Mais quelque chose bouge. Et pas qu’un peu.
- Au Bénin, d’anciens joueurs réinvestissent dans la formation.
- Au Gabon, une relance pointe après des années d’hibernation.
- Au Cameroun, Kadji et les Brasseries restent des phares, pendant que de nouvelles académies émergent: Tad Sports, Dauphine, Sims Academy (déjà en lien avec le FC Nantes).
- Au Sénégal, au-delà de Génération Foot, des clubs comme Guédiawaye confirment l’explosion du vivier.
On tient peut-être une vraie mutation, si — et c’est un grand si — les projets apprennent à durer.
Trois chantiers pour bâtir sur du solide
- Infrastructures “justes”: pas forcément des centres cinq étoiles; des terrains plats, des vestiaires sains, une salle de gym fonctionnelle.
- Compétitions régulières: sans matchs, pas de progression. Calendriers stables, arbitres formés, données de performance.
- Trajectoires protégées: contrats clairs, scolarité suivie, passerelles vers la post-formation. Le talent ne suffit pas, la structure fait le joueur.

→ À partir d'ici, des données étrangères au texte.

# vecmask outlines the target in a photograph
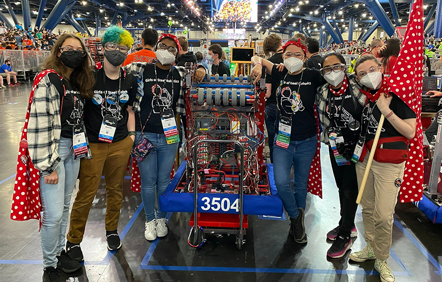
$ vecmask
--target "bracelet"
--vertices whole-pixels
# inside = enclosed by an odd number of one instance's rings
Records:
[[[390,112],[390,113],[389,113],[389,114],[387,114],[387,116],[386,116],[385,118],[386,118],[386,119],[388,118],[389,117],[391,117],[391,116],[392,116],[392,115],[393,115],[393,114],[394,114],[394,113],[393,112],[393,111],[391,111],[391,112]]]

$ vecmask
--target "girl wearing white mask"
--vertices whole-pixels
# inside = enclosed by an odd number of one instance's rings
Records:
[[[345,255],[353,245],[351,237],[358,235],[355,226],[358,179],[356,164],[351,161],[360,133],[365,96],[359,91],[356,76],[347,73],[345,59],[340,54],[328,54],[322,68],[328,83],[318,89],[316,96],[323,128],[321,141],[329,145],[341,206],[339,225],[327,233],[327,238],[333,241],[327,256],[337,258]]]
[[[166,140],[161,118],[175,119],[177,114],[184,115],[186,111],[183,87],[185,68],[173,66],[180,48],[176,36],[163,33],[155,46],[155,63],[135,62],[126,67],[128,71],[138,73],[136,76],[141,80],[139,87],[142,85],[134,103],[137,131],[135,144],[138,144],[144,136],[154,145],[145,159],[138,162],[146,215],[144,238],[149,241],[167,233],[166,213],[159,209],[155,211],[155,200],[164,193],[170,182],[170,172],[179,143],[177,131],[173,136],[168,134]],[[198,80],[202,80],[205,73],[205,69],[198,66],[195,77],[201,77]]]
[[[304,226],[309,172],[318,145],[318,125],[315,117],[316,89],[325,83],[318,70],[304,69],[307,48],[301,40],[282,47],[285,68],[281,72],[273,63],[255,56],[251,75],[255,83],[263,66],[279,87],[276,100],[279,111],[279,132],[273,151],[274,177],[278,193],[290,218],[289,232],[300,244],[307,242]],[[290,174],[294,167],[295,193],[290,187]]]
[[[387,259],[391,246],[394,207],[408,158],[409,139],[414,138],[416,130],[416,114],[396,95],[382,93],[380,89],[387,78],[374,56],[359,58],[355,70],[360,83],[369,88],[364,93],[367,103],[362,112],[361,130],[368,150],[381,114],[385,120],[360,202],[367,246],[351,254],[350,258],[358,262],[376,259],[375,268],[381,274],[381,280],[394,282]],[[368,158],[368,154],[364,156],[363,153],[356,164],[359,185]]]

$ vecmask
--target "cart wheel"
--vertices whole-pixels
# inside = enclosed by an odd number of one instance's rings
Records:
[[[215,89],[215,105],[221,105],[221,88]]]
[[[240,105],[242,107],[246,105],[246,89],[240,90]]]
[[[198,89],[198,104],[200,106],[202,106],[204,103],[204,89],[201,88]]]
[[[229,105],[229,90],[227,88],[222,90],[222,105],[226,107]]]
[[[238,90],[236,88],[232,89],[232,105],[234,107],[238,105]]]
[[[213,94],[212,93],[212,88],[207,88],[207,91],[206,92],[206,103],[207,105],[212,105],[213,100]]]

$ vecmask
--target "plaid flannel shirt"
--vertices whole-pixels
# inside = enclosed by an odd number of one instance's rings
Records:
[[[141,80],[142,81],[143,74],[144,72],[144,69],[147,63],[141,63],[136,62],[132,63],[125,67],[124,67],[126,71],[128,72],[135,73],[134,75],[136,77],[140,77]],[[186,102],[184,99],[184,78],[186,76],[186,68],[184,67],[173,66],[173,69],[178,71],[180,75],[180,94],[178,97],[178,102],[176,103],[176,112],[180,115],[184,115],[186,114]],[[173,71],[172,69],[172,71]],[[143,82],[144,83],[144,81]],[[140,108],[140,104],[141,100],[144,96],[144,91],[143,89],[140,89],[138,86],[138,93],[137,94],[137,99],[134,102],[134,110],[135,111],[139,112],[141,110]]]
[[[27,131],[29,157],[42,177],[52,173],[61,160],[58,153],[61,133],[60,99],[48,75],[45,76],[34,92]],[[86,142],[86,158],[90,158],[87,135]]]
[[[356,97],[359,103],[364,105],[365,104],[365,96],[359,91],[362,87],[356,81],[356,77],[354,75],[347,74],[350,86],[351,87],[352,94]],[[327,112],[327,98],[329,95],[329,87],[330,84],[326,83],[318,88],[316,95],[316,105],[319,111],[319,120],[322,126],[322,132],[321,133],[321,142],[326,144],[329,144],[329,136],[327,131],[331,126],[332,121],[329,118]]]

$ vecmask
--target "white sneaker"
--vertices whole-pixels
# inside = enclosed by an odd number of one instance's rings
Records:
[[[149,222],[146,222],[144,226],[144,238],[148,241],[153,241],[157,238],[157,220],[154,219]]]
[[[157,236],[164,237],[167,234],[167,225],[166,218],[160,218],[157,220]]]

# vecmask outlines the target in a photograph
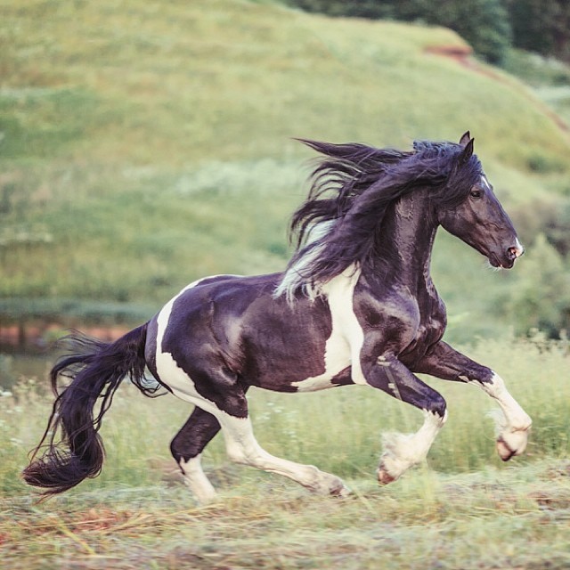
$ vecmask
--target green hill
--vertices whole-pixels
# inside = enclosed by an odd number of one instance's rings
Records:
[[[311,156],[296,136],[407,147],[470,129],[511,209],[570,191],[568,134],[514,77],[438,53],[467,48],[447,29],[245,0],[3,0],[2,13],[4,321],[62,305],[93,319],[94,302],[143,314],[204,274],[282,267]],[[517,276],[440,241],[451,308],[468,297],[488,314]]]

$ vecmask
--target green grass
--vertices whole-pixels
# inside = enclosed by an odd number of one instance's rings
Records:
[[[196,505],[168,452],[189,407],[124,386],[102,429],[102,475],[37,504],[19,471],[51,397],[24,381],[0,397],[0,566],[566,568],[568,346],[536,337],[481,341],[467,352],[494,367],[533,416],[526,454],[498,460],[487,417],[496,405],[481,391],[429,380],[448,401],[449,421],[427,462],[383,488],[374,476],[380,432],[417,429],[417,411],[358,387],[297,395],[252,390],[260,443],[344,477],[354,491],[346,500],[230,464],[217,437],[205,468],[220,498]]]
[[[20,315],[30,298],[150,315],[198,277],[281,269],[311,156],[294,136],[408,147],[469,128],[509,211],[569,191],[567,134],[513,77],[427,53],[463,45],[447,29],[237,0],[2,9],[0,296]],[[438,284],[486,335],[517,278],[448,243]]]
[[[567,461],[417,473],[346,500],[250,481],[217,503],[180,486],[1,501],[0,561],[20,568],[567,568]]]

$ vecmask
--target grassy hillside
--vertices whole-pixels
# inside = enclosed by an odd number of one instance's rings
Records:
[[[446,29],[245,0],[2,13],[4,314],[29,298],[145,314],[204,274],[282,267],[311,156],[295,136],[407,147],[468,128],[512,208],[570,191],[567,134],[512,77],[429,52],[464,47]],[[517,276],[448,241],[435,264],[452,309],[465,314],[465,283],[469,310],[489,313]]]

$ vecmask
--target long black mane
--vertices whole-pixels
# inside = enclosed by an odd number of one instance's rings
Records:
[[[300,141],[326,158],[291,219],[297,248],[277,289],[289,298],[354,264],[373,265],[383,219],[402,196],[428,188],[436,205],[452,206],[467,198],[482,175],[476,156],[466,158],[463,144],[415,141],[411,151],[397,151]]]

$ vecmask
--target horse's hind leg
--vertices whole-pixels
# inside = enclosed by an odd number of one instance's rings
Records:
[[[265,452],[254,436],[249,418],[224,415],[220,421],[228,456],[232,461],[283,475],[314,493],[338,496],[350,493],[342,480],[334,475],[321,471],[312,465],[274,457]]]
[[[201,466],[201,453],[220,430],[218,420],[201,408],[194,408],[186,423],[170,444],[170,451],[180,466],[184,483],[201,503],[216,497],[216,491]]]

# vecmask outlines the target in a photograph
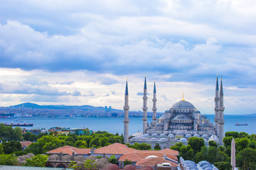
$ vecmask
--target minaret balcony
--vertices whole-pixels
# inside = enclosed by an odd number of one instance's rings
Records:
[[[126,111],[129,110],[129,106],[124,106],[124,110],[126,110]]]
[[[142,110],[144,110],[144,111],[145,111],[145,110],[147,110],[147,109],[148,109],[148,107],[143,107],[143,108],[142,108]]]
[[[142,120],[143,120],[143,121],[147,121],[147,118],[142,118]]]
[[[225,121],[224,121],[224,120],[219,120],[218,121],[218,123],[220,124],[220,125],[224,125]]]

Un directeur technique me disait un jour: « Le plus beau dribble, c’est celui qu’on fait sur la paperasse. » On en rit, mais on sait pourquoi.
Au fond, que veut dire “devenir une référence”?
Pas d’esbroufe. Former des joueurs complets, capables de sauter une étape sans se brûler. Documenter chaque progrès. Tisser un réseau qui va des U13 à l’équipe première. Et parler vrai aux familles.
C’est peut-être ça que raconte Michel Didier Tadoun, entre deux dossiers et un billet d’avion: la patience. Loin des effets spéciaux, près du terrain. Travailler en Afrique n’est jamais simple. Mais quand un gamin de 17 ans signe son premier contrat pro en regardant sa mère dans les tribunes, on se dit que ça valait chaque détour.